Purpose: According to many researchers, rehabilitation is being prevented from developing as a distinct profession due to two major problems. First, it has been claimed that rehabilitation is in need of a professional identity and a sense of cohesion if it is to emerge as a discipline. Second, it has been recognized that there is a need for a rehabilitation framework to challenge the restorative approach that continues to dominate rehabilitation, linking it back to the medical model from which it has attempted to escape. The model of community-based rehabilitation (CBR) is offered as a model that can provide the impetus for an attitudinal shift from the restorative tradition and unite rehabilitation workers through a cohesive framework.
Method: Unfortunately, the implementation of community-based rehabilitation in urban societies has been disappointing. The current paper is a conceptual discussion of community-based rehabilitation that explores some potential causes of this poor implementation.
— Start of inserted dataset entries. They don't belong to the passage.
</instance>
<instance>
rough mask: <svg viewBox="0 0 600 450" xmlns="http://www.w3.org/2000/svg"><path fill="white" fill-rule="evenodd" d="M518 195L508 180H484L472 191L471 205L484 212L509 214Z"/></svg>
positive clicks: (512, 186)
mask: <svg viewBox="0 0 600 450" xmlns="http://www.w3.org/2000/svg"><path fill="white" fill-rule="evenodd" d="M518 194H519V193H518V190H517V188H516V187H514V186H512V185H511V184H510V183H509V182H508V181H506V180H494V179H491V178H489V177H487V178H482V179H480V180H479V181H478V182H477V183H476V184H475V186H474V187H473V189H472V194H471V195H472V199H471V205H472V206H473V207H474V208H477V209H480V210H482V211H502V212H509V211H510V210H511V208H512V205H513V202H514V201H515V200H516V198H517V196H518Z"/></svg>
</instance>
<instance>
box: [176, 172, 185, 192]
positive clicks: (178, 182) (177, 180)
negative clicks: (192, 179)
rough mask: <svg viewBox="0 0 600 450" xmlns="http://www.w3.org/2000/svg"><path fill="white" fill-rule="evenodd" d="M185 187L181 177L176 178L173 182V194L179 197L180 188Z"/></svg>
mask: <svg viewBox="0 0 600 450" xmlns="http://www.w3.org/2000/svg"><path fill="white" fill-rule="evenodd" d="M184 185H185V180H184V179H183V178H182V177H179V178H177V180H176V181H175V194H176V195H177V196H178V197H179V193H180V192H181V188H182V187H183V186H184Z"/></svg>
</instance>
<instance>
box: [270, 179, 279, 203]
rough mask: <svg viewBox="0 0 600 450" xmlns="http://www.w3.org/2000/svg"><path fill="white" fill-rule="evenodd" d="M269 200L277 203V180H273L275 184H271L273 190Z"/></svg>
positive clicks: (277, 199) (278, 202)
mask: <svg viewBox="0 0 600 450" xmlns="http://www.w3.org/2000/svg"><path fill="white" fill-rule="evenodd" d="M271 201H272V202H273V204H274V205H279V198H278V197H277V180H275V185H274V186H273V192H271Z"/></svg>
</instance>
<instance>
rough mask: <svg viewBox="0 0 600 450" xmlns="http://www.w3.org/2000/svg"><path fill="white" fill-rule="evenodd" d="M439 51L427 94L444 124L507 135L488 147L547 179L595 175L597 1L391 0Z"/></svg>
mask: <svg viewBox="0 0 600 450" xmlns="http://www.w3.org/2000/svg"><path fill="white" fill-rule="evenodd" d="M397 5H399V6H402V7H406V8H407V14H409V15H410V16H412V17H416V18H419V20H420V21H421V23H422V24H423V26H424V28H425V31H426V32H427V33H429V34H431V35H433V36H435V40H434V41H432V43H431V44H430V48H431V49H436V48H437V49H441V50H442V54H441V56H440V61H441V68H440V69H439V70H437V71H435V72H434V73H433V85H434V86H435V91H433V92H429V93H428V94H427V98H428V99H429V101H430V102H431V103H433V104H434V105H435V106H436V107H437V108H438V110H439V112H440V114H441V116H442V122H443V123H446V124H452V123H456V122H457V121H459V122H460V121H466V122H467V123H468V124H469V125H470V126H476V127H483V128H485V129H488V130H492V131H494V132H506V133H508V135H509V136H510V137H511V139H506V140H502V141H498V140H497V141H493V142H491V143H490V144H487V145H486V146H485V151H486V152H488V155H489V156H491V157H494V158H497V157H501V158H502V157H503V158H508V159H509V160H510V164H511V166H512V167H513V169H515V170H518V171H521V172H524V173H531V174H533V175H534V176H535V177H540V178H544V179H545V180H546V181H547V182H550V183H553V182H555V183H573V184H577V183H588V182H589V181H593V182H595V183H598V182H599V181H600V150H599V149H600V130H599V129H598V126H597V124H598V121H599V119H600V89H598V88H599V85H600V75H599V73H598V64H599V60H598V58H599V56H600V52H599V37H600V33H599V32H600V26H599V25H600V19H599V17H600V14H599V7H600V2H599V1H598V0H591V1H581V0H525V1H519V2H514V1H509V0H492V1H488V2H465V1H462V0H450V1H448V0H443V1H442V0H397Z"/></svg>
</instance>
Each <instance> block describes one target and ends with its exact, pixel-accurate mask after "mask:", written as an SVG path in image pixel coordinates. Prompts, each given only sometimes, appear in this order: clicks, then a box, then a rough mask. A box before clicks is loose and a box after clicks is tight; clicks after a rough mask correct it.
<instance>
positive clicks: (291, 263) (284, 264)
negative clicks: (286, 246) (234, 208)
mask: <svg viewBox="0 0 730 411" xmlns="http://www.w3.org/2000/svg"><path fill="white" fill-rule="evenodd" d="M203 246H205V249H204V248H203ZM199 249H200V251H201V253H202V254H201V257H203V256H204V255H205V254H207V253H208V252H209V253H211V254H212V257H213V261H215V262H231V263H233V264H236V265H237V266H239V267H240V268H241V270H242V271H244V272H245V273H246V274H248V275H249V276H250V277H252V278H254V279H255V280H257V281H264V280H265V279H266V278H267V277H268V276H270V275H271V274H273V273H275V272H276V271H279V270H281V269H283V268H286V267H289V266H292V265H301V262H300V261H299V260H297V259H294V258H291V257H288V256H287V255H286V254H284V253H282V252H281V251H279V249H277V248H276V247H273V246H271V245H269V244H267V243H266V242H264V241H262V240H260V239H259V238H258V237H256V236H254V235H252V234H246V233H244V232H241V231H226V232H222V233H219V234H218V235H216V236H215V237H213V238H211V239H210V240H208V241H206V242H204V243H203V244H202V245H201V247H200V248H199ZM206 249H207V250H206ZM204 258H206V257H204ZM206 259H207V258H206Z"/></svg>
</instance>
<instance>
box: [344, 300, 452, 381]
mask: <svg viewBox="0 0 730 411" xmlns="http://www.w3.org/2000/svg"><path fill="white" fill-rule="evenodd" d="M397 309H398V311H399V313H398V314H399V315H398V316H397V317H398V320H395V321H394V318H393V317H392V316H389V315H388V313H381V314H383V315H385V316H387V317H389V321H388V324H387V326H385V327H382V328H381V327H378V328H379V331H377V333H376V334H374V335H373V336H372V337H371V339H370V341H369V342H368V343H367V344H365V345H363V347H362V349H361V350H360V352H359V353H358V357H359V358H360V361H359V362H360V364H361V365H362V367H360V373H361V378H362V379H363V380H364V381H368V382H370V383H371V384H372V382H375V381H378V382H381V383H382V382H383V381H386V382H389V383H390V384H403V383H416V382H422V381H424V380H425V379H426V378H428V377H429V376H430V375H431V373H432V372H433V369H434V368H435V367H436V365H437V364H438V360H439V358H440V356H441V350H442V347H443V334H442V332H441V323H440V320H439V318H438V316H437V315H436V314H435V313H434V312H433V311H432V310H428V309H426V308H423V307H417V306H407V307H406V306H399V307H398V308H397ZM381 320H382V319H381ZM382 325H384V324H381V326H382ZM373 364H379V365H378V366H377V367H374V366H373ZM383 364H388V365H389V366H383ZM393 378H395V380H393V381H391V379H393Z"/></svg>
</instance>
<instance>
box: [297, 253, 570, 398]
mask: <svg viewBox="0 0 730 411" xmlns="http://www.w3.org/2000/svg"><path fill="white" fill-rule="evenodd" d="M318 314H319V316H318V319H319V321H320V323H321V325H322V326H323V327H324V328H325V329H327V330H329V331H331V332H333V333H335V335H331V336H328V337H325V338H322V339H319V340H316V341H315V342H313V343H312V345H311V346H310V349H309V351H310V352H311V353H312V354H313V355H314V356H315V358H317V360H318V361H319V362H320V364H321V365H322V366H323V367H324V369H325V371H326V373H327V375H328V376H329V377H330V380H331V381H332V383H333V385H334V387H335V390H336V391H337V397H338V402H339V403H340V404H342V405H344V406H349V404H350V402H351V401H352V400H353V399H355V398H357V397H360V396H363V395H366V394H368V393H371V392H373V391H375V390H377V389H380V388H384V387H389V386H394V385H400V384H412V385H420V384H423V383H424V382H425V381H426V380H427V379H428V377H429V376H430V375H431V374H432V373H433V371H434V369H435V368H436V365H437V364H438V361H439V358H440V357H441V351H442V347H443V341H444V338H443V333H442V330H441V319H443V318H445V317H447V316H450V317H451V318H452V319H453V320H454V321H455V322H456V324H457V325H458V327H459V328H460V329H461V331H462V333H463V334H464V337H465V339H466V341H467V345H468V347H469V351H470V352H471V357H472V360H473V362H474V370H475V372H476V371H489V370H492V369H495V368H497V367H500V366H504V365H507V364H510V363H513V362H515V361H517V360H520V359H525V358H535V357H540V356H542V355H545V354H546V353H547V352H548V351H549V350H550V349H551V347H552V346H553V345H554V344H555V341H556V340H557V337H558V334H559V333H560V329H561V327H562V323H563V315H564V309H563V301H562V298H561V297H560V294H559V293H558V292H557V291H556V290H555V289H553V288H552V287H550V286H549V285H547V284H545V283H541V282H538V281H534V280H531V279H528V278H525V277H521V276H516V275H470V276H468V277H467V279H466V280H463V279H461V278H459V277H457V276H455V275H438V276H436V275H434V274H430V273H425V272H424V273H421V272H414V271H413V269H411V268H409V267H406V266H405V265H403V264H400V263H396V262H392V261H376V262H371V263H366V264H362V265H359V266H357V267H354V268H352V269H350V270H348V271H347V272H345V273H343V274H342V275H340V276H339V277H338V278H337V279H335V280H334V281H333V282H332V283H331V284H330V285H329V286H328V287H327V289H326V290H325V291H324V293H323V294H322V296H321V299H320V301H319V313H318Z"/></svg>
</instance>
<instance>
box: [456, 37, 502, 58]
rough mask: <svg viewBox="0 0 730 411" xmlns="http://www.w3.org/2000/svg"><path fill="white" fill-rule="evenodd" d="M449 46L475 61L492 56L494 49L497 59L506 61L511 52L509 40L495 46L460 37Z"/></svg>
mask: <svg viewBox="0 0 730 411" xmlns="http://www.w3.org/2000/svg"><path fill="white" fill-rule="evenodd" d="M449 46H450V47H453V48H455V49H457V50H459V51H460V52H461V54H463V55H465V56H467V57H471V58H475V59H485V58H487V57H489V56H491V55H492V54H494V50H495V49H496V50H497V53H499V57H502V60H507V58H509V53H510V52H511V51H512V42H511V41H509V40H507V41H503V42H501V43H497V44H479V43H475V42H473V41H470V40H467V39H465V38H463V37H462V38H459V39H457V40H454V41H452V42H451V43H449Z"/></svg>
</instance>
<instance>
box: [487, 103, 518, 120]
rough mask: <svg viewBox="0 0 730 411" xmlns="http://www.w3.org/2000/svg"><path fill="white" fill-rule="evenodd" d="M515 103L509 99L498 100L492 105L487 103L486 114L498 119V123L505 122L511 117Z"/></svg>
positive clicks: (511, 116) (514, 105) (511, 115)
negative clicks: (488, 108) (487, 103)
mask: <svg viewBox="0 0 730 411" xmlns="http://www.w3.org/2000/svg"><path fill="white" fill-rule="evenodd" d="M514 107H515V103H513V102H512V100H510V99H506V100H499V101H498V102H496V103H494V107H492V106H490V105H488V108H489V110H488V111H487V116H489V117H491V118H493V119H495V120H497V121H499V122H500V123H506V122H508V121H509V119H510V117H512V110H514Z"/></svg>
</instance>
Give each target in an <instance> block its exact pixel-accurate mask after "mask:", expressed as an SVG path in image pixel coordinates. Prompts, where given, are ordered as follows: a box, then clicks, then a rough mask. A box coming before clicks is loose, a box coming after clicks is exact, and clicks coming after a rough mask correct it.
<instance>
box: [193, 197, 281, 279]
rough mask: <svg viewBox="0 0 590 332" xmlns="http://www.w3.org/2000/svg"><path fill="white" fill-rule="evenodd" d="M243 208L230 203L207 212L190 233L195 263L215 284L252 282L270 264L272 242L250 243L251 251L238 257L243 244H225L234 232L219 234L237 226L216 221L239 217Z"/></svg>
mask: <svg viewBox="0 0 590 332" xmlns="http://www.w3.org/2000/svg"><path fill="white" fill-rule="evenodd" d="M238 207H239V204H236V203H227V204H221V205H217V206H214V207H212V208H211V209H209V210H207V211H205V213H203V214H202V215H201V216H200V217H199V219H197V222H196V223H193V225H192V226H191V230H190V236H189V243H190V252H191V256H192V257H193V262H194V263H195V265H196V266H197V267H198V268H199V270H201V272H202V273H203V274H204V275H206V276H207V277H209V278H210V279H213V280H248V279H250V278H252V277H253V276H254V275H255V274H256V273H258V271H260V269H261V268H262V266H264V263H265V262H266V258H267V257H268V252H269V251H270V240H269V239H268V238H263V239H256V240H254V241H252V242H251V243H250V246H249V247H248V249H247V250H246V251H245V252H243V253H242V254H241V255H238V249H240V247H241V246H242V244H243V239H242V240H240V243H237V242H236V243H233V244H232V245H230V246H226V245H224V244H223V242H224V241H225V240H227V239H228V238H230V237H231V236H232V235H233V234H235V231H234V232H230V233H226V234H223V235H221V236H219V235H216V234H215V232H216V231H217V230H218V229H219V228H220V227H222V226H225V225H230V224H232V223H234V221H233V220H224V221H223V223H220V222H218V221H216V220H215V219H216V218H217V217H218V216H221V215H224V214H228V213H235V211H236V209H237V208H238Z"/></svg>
Results: To some extent, the implementation failure of community-based rehabilitation can be attributed to the paradoxes that are inherent in its fundamental constructs-empowerment and community inclusion. These paradoxes occur at a conceptual level, a practical level and a contextual level.
Conclusions: Some solutions are offered to enable the paradigm to be implemented more fully. In particular, it is suggested that there is a need to develop useful working definitions of these constructs, favourable attitudes among rehabilitation workers and a focus on community development.